I’m familiar with some large installations but alas I’ve no idea what their transaction rates were.

One used lots of Brokers on lots of Broker Servers connected via territories. IS usage was minimal at the time.

On the forums here it has been stated/implied that some have 100s of instances of IS. I cannot remember who though. Perhaps they’re still participating and can chime in?

I think you can get there, depending on the components and how you segment things. Load-balanced IS clusters (do you feel you need the clustering that IS provides?). DB servers with HA options. Are you planning to use Broker? Designer/PE? Workflow?

You might consider a services engagement with wM PS or another vendor. For large installations it can be good to have help.

Rob,
You make some really good points. I think the one on reuse can use a little more discussion. It definitely becomes a hot topic when discussing SOA.

From my experience I have seen a fair amount of reuse achieved with services but with some caveats.

-The amount of reuse goes down proportionately with amount of complexity embedded in the service ie business rules.

-Composite services usually have very little reuse potential

-Medium grain services (As opposed to coarse grain and fine grain) have the biggest potential for both value added and reuse.

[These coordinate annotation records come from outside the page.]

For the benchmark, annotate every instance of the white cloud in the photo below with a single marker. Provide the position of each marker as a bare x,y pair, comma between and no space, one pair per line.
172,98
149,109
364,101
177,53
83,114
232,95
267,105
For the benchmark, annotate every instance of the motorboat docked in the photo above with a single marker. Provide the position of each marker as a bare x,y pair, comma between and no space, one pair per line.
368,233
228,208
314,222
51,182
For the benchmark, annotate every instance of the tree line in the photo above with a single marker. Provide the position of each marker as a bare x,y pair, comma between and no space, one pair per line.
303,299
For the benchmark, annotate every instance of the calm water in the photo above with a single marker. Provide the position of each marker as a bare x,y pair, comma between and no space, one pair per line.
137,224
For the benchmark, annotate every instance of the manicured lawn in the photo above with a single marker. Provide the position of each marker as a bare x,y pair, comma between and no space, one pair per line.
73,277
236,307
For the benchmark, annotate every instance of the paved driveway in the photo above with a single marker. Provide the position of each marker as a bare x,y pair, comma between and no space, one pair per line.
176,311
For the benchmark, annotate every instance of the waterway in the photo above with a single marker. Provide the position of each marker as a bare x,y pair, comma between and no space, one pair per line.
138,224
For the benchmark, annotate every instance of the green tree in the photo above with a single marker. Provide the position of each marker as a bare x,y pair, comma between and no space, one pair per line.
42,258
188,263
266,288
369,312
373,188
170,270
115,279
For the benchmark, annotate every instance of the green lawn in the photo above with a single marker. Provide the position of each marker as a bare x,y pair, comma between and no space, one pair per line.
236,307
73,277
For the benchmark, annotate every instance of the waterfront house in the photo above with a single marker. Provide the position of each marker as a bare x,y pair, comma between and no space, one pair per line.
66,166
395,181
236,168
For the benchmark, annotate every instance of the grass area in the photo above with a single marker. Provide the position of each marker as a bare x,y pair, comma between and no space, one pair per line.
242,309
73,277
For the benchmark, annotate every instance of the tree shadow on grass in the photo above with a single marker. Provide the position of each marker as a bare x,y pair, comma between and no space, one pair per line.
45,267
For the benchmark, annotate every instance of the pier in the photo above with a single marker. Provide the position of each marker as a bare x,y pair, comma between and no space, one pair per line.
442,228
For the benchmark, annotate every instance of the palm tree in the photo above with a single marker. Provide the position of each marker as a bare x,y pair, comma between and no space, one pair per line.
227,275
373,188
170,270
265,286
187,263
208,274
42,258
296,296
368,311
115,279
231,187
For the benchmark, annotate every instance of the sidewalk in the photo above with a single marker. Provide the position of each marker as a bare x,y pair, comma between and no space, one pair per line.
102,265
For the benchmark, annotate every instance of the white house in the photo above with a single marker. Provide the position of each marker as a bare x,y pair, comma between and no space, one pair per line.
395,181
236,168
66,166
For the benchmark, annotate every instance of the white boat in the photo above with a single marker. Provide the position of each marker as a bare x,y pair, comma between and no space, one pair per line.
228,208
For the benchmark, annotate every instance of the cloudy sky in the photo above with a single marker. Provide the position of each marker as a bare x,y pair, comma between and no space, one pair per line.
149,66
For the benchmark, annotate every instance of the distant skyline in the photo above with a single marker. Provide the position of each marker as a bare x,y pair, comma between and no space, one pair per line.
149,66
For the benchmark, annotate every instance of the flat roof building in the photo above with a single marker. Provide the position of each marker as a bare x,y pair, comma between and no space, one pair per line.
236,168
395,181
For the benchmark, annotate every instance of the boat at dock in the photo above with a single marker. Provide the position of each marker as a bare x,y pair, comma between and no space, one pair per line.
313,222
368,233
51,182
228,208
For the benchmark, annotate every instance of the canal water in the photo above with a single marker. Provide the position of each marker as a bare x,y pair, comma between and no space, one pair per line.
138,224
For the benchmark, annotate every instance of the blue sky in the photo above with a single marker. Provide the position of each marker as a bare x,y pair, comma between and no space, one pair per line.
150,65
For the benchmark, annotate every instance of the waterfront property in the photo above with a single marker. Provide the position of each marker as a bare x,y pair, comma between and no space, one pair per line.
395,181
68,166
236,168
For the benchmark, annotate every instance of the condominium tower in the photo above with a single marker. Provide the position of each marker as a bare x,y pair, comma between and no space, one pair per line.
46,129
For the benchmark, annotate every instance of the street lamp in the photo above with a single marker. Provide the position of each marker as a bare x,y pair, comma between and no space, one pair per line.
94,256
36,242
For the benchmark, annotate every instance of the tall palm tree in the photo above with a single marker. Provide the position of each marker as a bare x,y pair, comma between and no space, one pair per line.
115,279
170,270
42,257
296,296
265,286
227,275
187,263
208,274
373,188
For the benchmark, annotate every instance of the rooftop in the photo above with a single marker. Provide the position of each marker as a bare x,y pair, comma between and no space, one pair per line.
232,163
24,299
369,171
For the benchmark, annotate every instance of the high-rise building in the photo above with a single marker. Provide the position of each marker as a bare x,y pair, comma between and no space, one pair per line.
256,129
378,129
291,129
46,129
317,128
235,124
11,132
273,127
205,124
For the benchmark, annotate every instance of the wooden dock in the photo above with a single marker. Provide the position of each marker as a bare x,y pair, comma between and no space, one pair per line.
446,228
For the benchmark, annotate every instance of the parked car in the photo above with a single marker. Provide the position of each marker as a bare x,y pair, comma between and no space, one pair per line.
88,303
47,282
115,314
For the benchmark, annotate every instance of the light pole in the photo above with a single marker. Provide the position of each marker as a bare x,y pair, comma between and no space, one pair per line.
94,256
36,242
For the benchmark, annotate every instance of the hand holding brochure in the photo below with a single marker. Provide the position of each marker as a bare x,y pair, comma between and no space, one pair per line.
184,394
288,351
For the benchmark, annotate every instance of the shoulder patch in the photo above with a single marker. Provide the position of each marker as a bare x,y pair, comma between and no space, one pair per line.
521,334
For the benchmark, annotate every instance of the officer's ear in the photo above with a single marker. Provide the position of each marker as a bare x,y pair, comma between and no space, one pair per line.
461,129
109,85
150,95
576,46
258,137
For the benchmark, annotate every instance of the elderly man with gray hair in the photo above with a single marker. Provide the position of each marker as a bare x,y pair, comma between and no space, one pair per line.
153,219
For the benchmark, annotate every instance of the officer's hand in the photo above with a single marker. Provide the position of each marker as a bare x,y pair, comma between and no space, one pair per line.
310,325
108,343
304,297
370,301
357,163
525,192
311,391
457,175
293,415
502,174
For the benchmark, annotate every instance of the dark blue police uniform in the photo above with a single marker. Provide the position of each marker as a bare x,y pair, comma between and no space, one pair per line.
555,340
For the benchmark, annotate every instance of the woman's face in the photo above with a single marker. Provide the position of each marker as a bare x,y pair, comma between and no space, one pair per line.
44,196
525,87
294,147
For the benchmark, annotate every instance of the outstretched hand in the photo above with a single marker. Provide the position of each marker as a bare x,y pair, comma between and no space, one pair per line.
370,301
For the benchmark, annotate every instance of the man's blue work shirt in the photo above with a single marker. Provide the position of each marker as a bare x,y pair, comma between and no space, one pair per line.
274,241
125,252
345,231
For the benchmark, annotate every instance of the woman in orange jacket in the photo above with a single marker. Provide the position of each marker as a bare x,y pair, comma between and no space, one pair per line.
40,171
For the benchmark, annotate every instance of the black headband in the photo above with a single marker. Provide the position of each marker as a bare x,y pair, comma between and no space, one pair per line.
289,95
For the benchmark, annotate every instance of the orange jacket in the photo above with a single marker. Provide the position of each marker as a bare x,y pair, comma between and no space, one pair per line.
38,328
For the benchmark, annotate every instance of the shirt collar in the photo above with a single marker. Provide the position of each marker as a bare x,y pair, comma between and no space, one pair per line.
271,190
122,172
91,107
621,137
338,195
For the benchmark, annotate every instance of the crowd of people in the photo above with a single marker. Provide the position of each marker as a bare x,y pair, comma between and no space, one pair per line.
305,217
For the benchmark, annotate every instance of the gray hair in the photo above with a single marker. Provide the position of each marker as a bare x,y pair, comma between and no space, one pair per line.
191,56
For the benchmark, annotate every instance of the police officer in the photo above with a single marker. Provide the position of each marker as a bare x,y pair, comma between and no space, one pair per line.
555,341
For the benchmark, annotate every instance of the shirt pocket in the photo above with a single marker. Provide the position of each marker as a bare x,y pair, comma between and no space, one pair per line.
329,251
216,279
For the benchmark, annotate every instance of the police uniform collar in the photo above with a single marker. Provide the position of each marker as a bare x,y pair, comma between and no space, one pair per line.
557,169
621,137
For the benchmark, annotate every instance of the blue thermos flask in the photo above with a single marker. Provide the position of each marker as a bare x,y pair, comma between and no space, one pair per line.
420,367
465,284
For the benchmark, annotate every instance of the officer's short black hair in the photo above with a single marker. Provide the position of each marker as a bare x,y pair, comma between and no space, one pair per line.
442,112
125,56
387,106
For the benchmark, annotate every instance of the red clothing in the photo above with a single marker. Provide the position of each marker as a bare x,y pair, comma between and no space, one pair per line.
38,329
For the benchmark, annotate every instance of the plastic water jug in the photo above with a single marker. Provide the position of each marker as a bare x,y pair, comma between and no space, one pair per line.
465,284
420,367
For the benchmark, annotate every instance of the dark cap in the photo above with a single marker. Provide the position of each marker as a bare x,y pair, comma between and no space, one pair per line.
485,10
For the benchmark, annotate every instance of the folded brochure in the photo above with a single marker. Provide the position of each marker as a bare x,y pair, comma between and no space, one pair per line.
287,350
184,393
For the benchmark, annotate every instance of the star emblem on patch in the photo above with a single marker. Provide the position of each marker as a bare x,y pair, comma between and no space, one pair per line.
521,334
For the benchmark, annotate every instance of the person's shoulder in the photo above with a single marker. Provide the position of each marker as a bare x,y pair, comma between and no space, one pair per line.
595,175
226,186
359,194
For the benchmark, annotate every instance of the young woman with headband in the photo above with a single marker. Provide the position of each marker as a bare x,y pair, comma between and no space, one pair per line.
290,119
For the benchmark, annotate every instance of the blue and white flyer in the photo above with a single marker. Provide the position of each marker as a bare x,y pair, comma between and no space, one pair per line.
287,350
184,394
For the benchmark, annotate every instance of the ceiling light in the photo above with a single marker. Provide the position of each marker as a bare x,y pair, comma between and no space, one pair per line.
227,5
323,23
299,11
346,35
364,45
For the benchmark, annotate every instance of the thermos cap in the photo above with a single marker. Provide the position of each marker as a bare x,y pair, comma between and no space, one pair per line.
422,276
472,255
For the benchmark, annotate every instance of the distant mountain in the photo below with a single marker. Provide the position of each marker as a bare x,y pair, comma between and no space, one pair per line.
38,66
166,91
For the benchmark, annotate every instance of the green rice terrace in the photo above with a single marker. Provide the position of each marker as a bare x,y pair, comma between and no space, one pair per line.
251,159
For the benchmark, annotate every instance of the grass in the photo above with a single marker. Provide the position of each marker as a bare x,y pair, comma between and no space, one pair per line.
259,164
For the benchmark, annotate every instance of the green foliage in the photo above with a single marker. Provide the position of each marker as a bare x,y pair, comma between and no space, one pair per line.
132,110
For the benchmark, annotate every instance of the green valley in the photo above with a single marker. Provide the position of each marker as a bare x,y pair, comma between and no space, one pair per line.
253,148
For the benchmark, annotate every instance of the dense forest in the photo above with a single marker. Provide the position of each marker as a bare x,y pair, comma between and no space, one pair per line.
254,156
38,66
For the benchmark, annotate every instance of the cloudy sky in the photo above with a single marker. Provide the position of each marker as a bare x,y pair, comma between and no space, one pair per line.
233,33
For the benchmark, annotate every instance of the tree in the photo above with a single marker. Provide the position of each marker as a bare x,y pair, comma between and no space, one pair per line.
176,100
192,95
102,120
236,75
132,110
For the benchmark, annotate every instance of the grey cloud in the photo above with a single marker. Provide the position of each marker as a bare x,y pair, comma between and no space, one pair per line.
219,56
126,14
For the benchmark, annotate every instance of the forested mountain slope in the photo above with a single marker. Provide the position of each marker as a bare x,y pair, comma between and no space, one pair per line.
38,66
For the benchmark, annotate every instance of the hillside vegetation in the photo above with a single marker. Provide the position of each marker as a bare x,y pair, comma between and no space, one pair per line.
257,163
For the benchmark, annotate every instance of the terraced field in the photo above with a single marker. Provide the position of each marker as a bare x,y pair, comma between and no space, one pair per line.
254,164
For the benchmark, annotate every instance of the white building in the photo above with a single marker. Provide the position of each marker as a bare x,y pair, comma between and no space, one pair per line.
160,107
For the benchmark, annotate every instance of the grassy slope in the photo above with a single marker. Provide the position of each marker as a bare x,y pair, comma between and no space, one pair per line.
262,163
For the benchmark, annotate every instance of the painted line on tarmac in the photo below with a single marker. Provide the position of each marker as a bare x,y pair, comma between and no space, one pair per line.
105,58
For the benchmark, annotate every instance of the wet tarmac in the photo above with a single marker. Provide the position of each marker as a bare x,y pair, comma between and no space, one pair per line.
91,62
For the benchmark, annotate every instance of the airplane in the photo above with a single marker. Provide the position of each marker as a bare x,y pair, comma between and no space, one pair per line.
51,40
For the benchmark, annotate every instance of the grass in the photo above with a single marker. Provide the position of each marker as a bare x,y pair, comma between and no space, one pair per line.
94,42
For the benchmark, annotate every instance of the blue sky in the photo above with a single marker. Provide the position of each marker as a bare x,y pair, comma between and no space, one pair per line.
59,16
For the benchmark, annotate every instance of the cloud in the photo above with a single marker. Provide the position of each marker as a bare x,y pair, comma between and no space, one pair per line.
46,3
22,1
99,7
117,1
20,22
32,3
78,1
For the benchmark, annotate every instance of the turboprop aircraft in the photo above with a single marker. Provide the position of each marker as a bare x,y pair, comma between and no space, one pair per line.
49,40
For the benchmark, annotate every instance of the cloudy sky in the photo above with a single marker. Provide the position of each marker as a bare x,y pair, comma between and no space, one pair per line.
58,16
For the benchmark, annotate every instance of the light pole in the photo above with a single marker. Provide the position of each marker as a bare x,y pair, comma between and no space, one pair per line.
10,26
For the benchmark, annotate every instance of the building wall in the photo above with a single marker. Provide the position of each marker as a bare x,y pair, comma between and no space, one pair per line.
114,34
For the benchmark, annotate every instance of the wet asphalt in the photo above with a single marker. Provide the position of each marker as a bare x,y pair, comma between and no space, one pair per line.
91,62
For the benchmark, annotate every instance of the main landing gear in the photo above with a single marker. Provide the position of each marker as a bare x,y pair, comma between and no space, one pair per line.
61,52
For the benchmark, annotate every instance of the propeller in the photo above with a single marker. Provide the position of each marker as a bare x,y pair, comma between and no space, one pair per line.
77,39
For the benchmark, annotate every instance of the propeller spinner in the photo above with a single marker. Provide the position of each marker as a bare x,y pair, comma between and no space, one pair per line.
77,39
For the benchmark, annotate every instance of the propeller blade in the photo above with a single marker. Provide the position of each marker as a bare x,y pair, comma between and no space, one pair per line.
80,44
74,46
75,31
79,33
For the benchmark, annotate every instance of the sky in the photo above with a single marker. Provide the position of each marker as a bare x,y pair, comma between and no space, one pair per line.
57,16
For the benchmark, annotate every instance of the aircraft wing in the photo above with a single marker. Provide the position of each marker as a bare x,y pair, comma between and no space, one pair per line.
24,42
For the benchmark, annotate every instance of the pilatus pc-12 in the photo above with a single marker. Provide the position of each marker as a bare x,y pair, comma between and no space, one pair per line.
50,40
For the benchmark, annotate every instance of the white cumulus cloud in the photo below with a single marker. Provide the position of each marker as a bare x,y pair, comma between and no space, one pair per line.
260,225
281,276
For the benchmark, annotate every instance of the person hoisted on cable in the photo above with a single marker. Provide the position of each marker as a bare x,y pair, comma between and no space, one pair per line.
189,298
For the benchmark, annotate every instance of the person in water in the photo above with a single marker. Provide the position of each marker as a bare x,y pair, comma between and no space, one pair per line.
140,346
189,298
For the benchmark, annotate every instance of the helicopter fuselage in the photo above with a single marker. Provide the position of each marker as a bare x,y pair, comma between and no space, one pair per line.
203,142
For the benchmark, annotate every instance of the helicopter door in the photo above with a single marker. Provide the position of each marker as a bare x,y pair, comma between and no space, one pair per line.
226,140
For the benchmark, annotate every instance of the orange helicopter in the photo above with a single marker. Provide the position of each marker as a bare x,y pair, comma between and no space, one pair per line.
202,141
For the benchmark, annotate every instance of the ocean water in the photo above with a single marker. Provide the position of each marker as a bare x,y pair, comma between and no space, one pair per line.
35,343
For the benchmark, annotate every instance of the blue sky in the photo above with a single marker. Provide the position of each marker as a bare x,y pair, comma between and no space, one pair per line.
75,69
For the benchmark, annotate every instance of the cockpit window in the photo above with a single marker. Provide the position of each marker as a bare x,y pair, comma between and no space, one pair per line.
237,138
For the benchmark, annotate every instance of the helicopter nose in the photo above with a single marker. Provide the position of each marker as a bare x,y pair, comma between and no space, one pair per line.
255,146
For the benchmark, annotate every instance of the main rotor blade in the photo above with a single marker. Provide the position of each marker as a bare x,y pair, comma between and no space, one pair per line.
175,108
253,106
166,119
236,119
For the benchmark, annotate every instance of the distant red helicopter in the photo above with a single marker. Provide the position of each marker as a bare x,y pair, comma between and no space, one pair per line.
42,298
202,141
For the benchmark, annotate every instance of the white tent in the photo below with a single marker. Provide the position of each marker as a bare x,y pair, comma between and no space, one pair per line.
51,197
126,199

-Size of organization involved and corresponding governance capability also have a large impact on reuse capability, ie the larger the org the more difficult it becomes although not impossible.

To me a trip back to some of the issues with OO programming come into play. Objects doing a lot more than what they were suppose to be doing caused issues. The more it did the less reusable it became and its agility went down as well. You can paddle the boat and fly the rocket ship in the same class?:eek:

When designing services, choosing the right granularity of the service is extremely important and will ultimately have a large impact on how agile and how reusable it becomes. I think reuse is an important goal of a SOA style architecture but with the understanding of the caevats that come with it.